Our model suggests 2 major processes. First, trait-specific genetic effects have moderate impacts on emotional and social well-being. Second, relatively substantial environmental influences unique to those 2 forms of well-being also have an impact on individuals. Quite likely, such genetic and environmental influences act over developmental time and involve effects of gene–environment correlations. For example, individuals with a strong genetic propensity for high levels of social well-being may create for themselves positive social environments that feed back, sustaining and further increasing their sense of social well-being. Future research should seek to identify individual traits and qualities associated with the genetic propensity for social well-being (e.g., compassion, altruism, and extraversion) that lead to the creation of positive social environments.
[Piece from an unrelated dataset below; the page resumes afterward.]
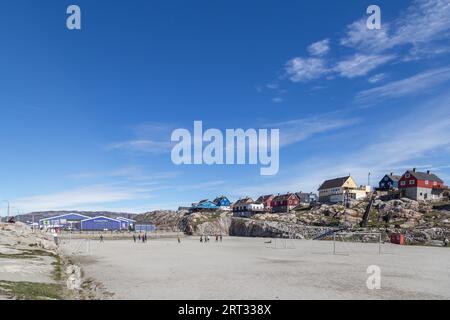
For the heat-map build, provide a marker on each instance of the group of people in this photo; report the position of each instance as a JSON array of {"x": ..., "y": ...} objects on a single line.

In turn, future research should seek to identify the environmental qualities (e.g., trust, cooperation, and openness) that are conducive to well-being and that use this knowledge to promote the well-being of those with a lower innate propensity for well-being.

An important further research question is the degree to which genetic and environmental influences on well-being involve gene-by-environment interactions. For example, might a high genetic propensity for social or emotional well-being buffer the pathogenic effects of adverse environments (e.g., familial neglect) or exposure to high levels of stress and trauma? Conversely, might a low genetic predisposition to social and emotional well-being make individuals vulnerable to develop psychopathology in the face of mildly pathogenic or stressful environments? Understanding of how the genetic propensities to, and environmental influences on, mental well-being interrelate with each other and over developmental time can lead us to knowledge about how to create more mentally healthy environments and how to develop preventive efforts through promotion of protective aspects of well-being.

Acknowledgments

This research was supported by a grant from the National Institute on Aging (P01-AG020166) to conduct a longitudinal follow-up of the Midlife in the United States (MIDUS) investigation. The original MIDUS study was supported by the John D. and Catherine T. MacArthur Foundation Research Network on Successful Midlife Development.

Human Participant Protection

The MIDUS survey complied with institutional review board standards of the University of Wisconsin and of the Harvard Medical School, and interviewers read to the interviewees a standard informed consent protocol at the beginning of the telephone interview, which preceded the self-administered questionnaires.